How Does Care And Rehab - Cumberland Compare to Other Wisconsin Nursing Homes?

Compared to the 100 nursing homes in Wisconsin, CARE AND REHAB - CUMBERLAND's overall rating (5 stars) is above the state average of 3.0, staff turnover (6%) is significantly lower than the state average of 46%, and health inspection rating (4 stars) is above the national benchmark.

What Should Families Ask When Visiting Care And Rehab - Cumberland?

Based on this facility's data, families visiting should ask: "Can I visit during a mealtime to observe dining assistance and food quality?" "How do you handle medical emergencies, and what is your hospital transfer rate?" "Can I speak with family members of current residents about their experience?"

Is Care And Rehab - Cumberland Safe?

Based on CMS inspection data, CARE AND REHAB - CUMBERLAND has a clean safety record: no substantiated abuse findings (meaning no confirmed cases of resident harm), no Immediate Jeopardy citations (the most serious violation level indicating risk of serious injury or death), and is not on the Special Focus Facility watch list (a federal program monitoring the lowest-performing 1% of nursing homes). The facility has a 5-star overall rating and ranks #1 of 100 nursing homes in Wisconsin. While no facility is perfect, families should still ask about staff-to-resident ratios and recent inspection results during their visit.

Do Nurses at Care And Rehab - Cumberland Stick Around?

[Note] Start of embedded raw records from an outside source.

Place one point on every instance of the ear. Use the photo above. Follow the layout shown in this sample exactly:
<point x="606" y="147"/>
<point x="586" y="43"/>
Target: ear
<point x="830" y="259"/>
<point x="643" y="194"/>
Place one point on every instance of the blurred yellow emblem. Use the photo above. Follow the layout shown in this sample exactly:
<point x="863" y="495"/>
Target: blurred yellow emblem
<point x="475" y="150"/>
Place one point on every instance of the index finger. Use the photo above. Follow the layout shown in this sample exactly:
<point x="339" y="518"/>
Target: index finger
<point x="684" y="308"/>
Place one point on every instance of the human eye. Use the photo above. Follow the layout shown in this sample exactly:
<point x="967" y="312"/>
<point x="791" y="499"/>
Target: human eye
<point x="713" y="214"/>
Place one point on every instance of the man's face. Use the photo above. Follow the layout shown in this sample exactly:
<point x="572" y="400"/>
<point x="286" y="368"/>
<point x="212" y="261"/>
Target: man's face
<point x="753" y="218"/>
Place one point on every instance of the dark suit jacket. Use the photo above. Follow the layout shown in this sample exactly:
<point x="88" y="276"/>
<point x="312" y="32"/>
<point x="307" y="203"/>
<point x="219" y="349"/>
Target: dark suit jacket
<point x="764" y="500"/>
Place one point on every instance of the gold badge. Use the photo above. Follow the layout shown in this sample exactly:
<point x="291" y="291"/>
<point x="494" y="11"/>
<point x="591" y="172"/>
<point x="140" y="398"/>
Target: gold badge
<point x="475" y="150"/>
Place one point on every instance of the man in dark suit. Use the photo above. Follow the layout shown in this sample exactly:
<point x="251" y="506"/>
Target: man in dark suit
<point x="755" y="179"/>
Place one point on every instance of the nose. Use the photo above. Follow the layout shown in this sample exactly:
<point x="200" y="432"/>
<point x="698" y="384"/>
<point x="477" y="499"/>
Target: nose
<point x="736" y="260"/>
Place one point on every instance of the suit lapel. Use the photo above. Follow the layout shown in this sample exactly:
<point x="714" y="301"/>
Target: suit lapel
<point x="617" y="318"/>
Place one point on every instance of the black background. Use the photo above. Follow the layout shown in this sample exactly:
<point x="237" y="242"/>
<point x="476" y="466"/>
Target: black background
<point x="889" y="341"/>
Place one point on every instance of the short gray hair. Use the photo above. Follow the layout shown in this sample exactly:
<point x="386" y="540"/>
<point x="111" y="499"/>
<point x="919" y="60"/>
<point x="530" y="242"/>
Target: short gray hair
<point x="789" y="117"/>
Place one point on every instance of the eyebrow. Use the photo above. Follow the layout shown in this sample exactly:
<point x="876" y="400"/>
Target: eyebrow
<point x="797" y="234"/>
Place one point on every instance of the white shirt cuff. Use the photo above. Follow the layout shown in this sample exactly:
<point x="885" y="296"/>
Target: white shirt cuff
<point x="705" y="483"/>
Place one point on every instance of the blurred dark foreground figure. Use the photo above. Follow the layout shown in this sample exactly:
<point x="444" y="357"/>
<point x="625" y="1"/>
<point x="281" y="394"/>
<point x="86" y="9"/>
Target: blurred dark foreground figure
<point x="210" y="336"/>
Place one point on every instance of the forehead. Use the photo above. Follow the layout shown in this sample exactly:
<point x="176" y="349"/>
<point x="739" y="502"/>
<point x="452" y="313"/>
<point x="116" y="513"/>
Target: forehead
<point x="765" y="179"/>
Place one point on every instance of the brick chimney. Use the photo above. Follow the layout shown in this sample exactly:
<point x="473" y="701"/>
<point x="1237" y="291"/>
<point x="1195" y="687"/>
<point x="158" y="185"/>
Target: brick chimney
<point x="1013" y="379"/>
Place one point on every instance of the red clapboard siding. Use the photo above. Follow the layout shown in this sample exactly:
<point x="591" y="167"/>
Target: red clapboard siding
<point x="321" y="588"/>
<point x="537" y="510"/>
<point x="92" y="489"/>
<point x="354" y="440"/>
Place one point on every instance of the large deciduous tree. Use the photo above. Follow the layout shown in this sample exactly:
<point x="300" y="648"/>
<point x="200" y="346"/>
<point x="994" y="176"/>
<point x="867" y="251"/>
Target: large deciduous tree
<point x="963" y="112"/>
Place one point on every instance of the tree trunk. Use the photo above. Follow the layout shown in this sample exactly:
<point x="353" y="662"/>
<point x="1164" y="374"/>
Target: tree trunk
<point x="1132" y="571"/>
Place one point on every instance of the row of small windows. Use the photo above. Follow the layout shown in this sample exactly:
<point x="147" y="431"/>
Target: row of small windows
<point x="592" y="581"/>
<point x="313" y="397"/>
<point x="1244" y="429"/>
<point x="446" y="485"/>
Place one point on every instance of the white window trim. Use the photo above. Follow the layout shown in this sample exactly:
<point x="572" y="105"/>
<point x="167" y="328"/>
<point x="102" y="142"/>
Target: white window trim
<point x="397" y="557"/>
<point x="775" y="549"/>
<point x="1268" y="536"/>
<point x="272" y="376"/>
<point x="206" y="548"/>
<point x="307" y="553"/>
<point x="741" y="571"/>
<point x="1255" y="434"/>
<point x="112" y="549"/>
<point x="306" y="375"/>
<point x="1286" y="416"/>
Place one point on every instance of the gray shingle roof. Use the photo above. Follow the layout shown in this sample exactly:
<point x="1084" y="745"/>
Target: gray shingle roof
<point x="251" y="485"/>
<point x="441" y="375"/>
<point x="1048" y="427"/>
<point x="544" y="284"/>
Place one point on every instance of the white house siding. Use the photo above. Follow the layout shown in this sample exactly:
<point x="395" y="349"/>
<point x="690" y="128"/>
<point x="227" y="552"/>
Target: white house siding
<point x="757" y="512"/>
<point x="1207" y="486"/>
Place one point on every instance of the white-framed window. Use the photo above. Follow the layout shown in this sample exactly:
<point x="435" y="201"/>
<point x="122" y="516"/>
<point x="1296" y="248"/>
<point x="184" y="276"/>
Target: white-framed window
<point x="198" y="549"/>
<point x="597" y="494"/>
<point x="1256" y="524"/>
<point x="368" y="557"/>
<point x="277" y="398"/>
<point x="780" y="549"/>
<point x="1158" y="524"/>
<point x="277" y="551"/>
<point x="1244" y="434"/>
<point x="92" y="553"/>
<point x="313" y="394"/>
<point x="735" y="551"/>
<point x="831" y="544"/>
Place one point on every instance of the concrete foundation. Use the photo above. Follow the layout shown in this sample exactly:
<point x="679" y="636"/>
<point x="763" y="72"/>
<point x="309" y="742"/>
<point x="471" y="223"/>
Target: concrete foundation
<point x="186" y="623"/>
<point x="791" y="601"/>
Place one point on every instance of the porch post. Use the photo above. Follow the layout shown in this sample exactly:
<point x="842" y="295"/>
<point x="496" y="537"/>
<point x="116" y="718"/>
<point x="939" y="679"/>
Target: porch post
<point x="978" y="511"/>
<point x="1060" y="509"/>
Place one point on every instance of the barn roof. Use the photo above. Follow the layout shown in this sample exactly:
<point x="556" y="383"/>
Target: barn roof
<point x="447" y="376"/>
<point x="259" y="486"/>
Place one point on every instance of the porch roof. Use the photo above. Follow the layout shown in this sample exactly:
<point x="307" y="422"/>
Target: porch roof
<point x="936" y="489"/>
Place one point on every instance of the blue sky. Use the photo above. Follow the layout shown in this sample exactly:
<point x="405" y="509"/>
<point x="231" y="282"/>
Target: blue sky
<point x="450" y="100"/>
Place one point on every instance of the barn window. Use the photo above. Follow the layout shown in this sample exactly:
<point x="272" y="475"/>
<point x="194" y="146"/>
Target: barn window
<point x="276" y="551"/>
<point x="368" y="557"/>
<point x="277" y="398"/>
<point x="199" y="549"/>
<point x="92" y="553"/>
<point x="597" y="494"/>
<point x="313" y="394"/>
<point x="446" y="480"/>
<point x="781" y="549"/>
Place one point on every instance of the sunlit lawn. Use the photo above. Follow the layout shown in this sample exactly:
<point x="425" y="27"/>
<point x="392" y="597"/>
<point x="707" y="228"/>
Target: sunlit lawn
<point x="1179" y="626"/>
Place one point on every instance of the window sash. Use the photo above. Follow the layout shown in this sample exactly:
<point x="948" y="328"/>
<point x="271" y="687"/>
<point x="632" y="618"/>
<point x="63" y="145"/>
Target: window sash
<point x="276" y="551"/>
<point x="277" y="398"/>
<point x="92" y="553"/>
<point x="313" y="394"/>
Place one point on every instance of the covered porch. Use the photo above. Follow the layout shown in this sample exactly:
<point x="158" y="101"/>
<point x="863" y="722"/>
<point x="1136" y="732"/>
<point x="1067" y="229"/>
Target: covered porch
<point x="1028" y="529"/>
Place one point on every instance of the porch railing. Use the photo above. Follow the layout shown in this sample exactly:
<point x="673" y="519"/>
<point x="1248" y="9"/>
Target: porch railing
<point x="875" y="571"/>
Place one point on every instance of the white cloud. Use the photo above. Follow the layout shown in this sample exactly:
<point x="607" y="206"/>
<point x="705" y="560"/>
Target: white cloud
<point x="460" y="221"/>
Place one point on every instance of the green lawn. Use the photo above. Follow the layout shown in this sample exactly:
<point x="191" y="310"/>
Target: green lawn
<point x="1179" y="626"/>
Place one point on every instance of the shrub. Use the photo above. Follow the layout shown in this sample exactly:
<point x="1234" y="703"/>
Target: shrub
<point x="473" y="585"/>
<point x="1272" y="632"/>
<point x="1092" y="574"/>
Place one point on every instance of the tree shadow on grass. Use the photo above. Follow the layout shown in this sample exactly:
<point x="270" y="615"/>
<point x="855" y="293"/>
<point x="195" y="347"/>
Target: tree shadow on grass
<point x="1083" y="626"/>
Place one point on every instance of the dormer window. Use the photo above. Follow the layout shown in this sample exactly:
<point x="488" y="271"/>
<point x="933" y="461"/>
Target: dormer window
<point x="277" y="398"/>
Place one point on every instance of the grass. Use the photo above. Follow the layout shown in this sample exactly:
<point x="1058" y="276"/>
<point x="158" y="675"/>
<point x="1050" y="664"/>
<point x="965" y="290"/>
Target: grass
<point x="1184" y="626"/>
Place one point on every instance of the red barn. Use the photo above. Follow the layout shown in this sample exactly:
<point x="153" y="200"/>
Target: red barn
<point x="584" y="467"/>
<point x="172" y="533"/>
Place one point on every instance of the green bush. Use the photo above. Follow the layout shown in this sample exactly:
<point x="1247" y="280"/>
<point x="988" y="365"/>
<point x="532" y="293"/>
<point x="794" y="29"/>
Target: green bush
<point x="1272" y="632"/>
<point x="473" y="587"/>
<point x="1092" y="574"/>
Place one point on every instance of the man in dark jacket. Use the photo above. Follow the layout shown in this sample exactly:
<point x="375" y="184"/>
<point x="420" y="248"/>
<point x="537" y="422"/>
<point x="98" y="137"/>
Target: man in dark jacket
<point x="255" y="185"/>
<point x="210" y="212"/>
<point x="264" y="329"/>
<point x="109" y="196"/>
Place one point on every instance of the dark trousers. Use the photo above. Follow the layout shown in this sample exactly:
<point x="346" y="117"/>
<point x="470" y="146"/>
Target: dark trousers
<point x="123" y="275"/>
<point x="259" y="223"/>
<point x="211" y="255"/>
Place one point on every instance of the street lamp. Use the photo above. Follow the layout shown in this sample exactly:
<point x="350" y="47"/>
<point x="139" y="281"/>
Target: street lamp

Staff at CARE AND REHAB - CUMBERLAND tend to stick around. With a turnover rate of 6%, the facility is 40 percentage points below the Wisconsin average of 46%. Low turnover is a positive sign. It means caregivers have time to learn each resident's needs, medications, and personal preferences. Consistent staff also notice subtle changes in a resident's condition more quickly.

Was Care And Rehab - Cumberland Ever Fined?

CARE AND REHAB - CUMBERLAND has no federal fines on record. CMS issues fines when nursing homes fail to meet care standards or don't correct problems found during inspections. The absence of fines suggests the facility has either maintained compliance or corrected any issues before penalties were assessed. This is a positive indicator, though families should still review recent inspection reports for the full picture.

Is Care And Rehab - Cumberland on Any Federal Watch List?

CARE AND REHAB - CUMBERLAND is not on any federal watch list. The most significant is the Special Focus Facility (SFF) program, which identifies the bottom 1% of nursing homes nationally based on persistent, serious quality problems. Not being on this list means the facility has avoided the pattern of deficiencies that triggers enhanced federal oversight. This is a positive indicator, though families should still review the facility's inspection history directly.